Although each patient is considered individually, our approach is somewhat in between the 2 extremes. We screen with an ARR all patients who are at increased risk of having PA: patients who present with a history of hypokalemia, resistant hypertension, or severe hypertension. A low ARR excludes PA. In patients with a high ARR, we will obtain a 24‐hour urine for aldosterone. Having documented the 24‐hour urinary aldosterone excretion, we will typically attempt medical therapy in most patients. The exceptions are patients at high risk of having an APA, which in our experience are patients with urinary aldosterone excretion >18–20 μg/24 h. Although anecdotal, patients with urinary aldosterone excretion <18 μg/24 h have rarely had an APA and generally respond well to low‐dose MR antagonism. Even having documented a high urinary aldosterone excretion, we will often attempt medical therapy if preferred by the patient. AVS and possible adrenalectomy are therefore reserved for patients with high levels of urinary aldosterone excretion who fail medical therapy or who prefer surgery without having tried medical therapy.

SUMMARY

For reasons that are unclear, PA is seemingly a much more common cause of hypertension than had been thought historically, with recent studies suggesting a prevalence of 5%–10% of general hypertensive populations. PA is particularly common in subjects with resistant hypertension, with a prevalence of approximately 20%. Although there are suggestions by some experts to screen all hypertensive patients for PA, given the number of persons with hypertension and the risk of false positive results, it seems prudent to reserve screening for patients at increased risk of having PA. This would include patients with a history of hypokalemia, resistant hypertension, or severe hypertension.
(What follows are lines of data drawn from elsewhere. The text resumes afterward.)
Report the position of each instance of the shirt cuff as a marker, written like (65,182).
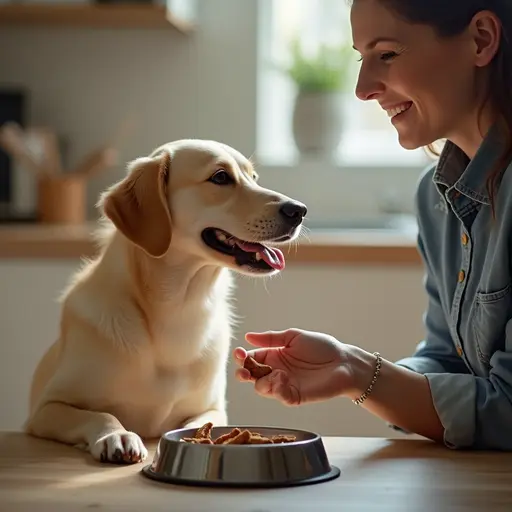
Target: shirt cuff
(420,364)
(454,397)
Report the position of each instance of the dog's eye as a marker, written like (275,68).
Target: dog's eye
(221,177)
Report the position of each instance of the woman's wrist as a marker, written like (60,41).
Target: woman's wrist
(362,367)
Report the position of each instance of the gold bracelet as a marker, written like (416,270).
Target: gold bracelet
(376,374)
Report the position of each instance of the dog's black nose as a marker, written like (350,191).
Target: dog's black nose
(293,212)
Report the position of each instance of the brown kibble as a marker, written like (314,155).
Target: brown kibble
(236,436)
(241,438)
(204,432)
(257,370)
(197,440)
(283,439)
(223,439)
(259,439)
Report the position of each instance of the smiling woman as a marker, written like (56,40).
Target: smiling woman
(442,70)
(429,90)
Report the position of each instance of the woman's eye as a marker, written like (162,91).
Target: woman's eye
(388,55)
(221,177)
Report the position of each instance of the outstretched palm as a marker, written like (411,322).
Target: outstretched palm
(307,366)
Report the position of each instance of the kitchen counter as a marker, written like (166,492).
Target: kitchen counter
(340,247)
(406,475)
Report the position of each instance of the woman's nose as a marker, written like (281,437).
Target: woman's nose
(368,87)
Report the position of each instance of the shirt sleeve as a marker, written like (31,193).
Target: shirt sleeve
(476,412)
(436,353)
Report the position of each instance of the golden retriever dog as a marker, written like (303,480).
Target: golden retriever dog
(146,326)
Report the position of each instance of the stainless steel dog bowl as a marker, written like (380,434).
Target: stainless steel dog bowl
(301,462)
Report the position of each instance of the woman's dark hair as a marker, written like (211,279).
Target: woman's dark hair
(450,18)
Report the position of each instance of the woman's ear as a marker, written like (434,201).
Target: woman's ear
(138,204)
(485,29)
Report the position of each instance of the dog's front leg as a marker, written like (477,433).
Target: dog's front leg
(217,416)
(101,433)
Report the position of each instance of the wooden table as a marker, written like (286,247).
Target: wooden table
(377,474)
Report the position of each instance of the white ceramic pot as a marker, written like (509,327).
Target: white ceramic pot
(318,122)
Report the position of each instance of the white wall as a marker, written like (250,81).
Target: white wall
(85,82)
(377,308)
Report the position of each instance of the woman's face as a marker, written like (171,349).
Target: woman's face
(425,83)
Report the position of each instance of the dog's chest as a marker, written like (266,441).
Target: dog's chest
(178,339)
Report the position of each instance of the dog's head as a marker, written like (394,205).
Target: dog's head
(202,197)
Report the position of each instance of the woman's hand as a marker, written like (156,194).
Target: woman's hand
(306,366)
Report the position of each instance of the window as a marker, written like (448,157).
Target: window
(368,140)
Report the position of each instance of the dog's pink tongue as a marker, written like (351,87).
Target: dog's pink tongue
(270,255)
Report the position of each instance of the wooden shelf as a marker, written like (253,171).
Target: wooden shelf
(39,241)
(92,16)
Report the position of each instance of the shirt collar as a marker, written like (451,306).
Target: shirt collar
(456,170)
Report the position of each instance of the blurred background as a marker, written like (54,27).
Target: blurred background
(87,86)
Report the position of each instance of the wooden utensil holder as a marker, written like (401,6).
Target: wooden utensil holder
(62,199)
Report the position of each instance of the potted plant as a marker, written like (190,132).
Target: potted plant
(321,80)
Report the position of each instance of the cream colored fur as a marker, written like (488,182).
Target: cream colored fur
(146,326)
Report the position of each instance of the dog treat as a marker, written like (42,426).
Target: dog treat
(236,436)
(257,370)
(197,440)
(204,432)
(224,438)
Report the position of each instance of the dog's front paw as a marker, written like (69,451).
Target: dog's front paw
(119,448)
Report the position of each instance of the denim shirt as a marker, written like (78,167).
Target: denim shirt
(467,351)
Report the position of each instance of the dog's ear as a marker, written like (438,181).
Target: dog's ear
(138,205)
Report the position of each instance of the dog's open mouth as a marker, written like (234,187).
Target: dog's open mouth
(255,255)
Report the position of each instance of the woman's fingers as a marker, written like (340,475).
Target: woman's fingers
(239,355)
(272,338)
(243,375)
(277,385)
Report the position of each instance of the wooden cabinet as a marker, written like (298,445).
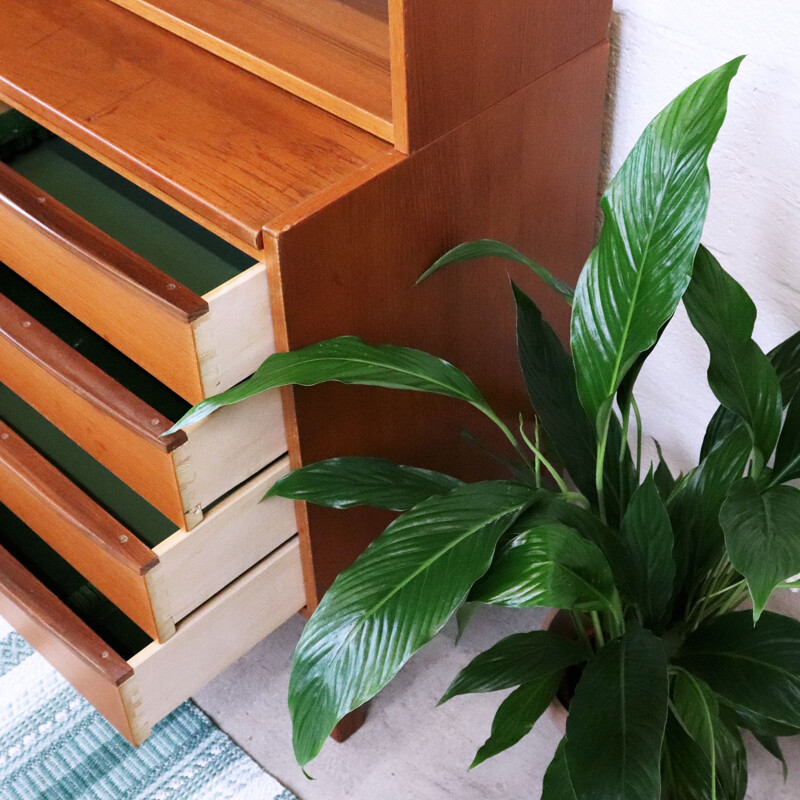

Screening for PA is best done by checking the ARR. A low ARR (<20 when aldosterone is measured in ng/dL and PRA in ng/mL/h) has a high negative predictive value and reliably excludes PA. A high ratio (>20–30) is suggestive of PA, but is not diagnostic. A high ratio has a relatively low positive predictive value; many subjects with a high ratio will not have PA. Accordingly, confirmatory testing is required.

PA is confirmed by demonstrating the lack of suppression of aldosterone secretion with volume expansion. This is perhaps most easily accomplished with measurement of 24‐hour urinary aldosterone excretion after 3–4 days of dietary salt supplementation. With confirmation of biochemical PA, identification and localization of an APA can be attempted with CT imaging of the adrenal gland followed by AVS. Unilateral adenomas can be removed by laparoscopic adrenalectomy. Medical therapy with use of MR antagonists is appropriate for treatment of PA not amenable to surgery; or alternatively, as initial treatment in all patients with a high ARR, while reserving further evaluation for APAs for patients whose hypertension or hypokalemia remains poorly controlled.